If-lim-x-p-p-x-x-p-x-x-p-p-1-then-p-

Question Number 115664 by bemath last updated on 27/Sep/20

I f \lim_{x \to p} \frac{p^{x} - x^{p}}{x^{x} - p^{p}} = 1 t h e n p = ?

Answered by Olaf last updated on 27/Sep/20

x = p + u

\lim_{x \to p} \frac{e^{x \ln p} - e^{p \ln x}}{e^{x \ln x} - e^{p \ln p}}

\lim_{x \to p} \frac{e^{\frac{x \ln p + p \ln x}{2}} (e^{\frac{x \ln p - p \ln x}{2}} - e^{- \frac{x \ln p - p \ln x}{2}})}{e^{\frac{x \ln x + p \ln p}{2}} (e^{\frac{x \ln x - p \ln p}{2}} - e^{- \frac{x \ln x - p \ln p}{2}})}

\lim_{x \to p} e^{\frac{x \ln \frac{p}{x} + p \ln \frac{x}{p}}{2}} [\frac{\sinh (\frac{x \ln p - p \ln x}{2})}{\sinh (\frac{x \ln x - p \ln p}{2})}]

\lim_{x \to p} 1 \times [\frac{\sinh (\frac{x \ln p - p \ln x}{2})}{\sinh (\frac{x \ln x - p \ln p}{2})}]

\lim_{x \to p} [\frac{(\frac{\ln p - \frac{p}{x}}{2}) \cosh (\frac{x \ln p - p \ln x}{2})}{(\frac{\ln x + 1}{2}) \cosh (\frac{x \ln x - p \ln p}{2})}]

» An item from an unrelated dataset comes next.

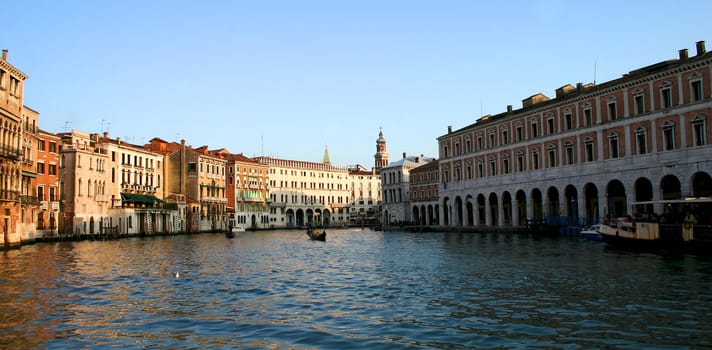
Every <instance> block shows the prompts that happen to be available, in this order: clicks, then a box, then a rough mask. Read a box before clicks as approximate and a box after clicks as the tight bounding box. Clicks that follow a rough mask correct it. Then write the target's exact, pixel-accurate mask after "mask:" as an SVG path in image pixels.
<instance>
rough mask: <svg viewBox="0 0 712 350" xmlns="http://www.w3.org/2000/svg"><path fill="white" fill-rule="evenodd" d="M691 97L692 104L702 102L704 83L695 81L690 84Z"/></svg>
mask: <svg viewBox="0 0 712 350" xmlns="http://www.w3.org/2000/svg"><path fill="white" fill-rule="evenodd" d="M690 94H691V95H692V96H690V97H691V98H692V102H696V101H702V81H701V80H695V81H691V82H690Z"/></svg>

= \frac{\ln p - 1}{\ln p + 1} = \frac{\ln (\frac{p}{e})}{\ln (e p)}

\frac{\ln (\frac{p}{e})}{\ln (e p)} = 1 \Rightarrow \frac{p}{e} = e p ?

I^{'} m surely wrong .

Answered by Dwaipayan Shikari last updated on 27/Sep/20

\lim_{x \to p} \frac{p^{x} - x^{p}}{x^{x} - p^{p}} = \frac{p^{x} logp - {px}^{p - 1}}{x^{x} (1 + logx)} = \frac{p^{p} (logp - 1)}{p^{p} (logp + 1)} = 1

\frac{logp - 1}{logp + 1} = 1

Oh i think it is independent of P!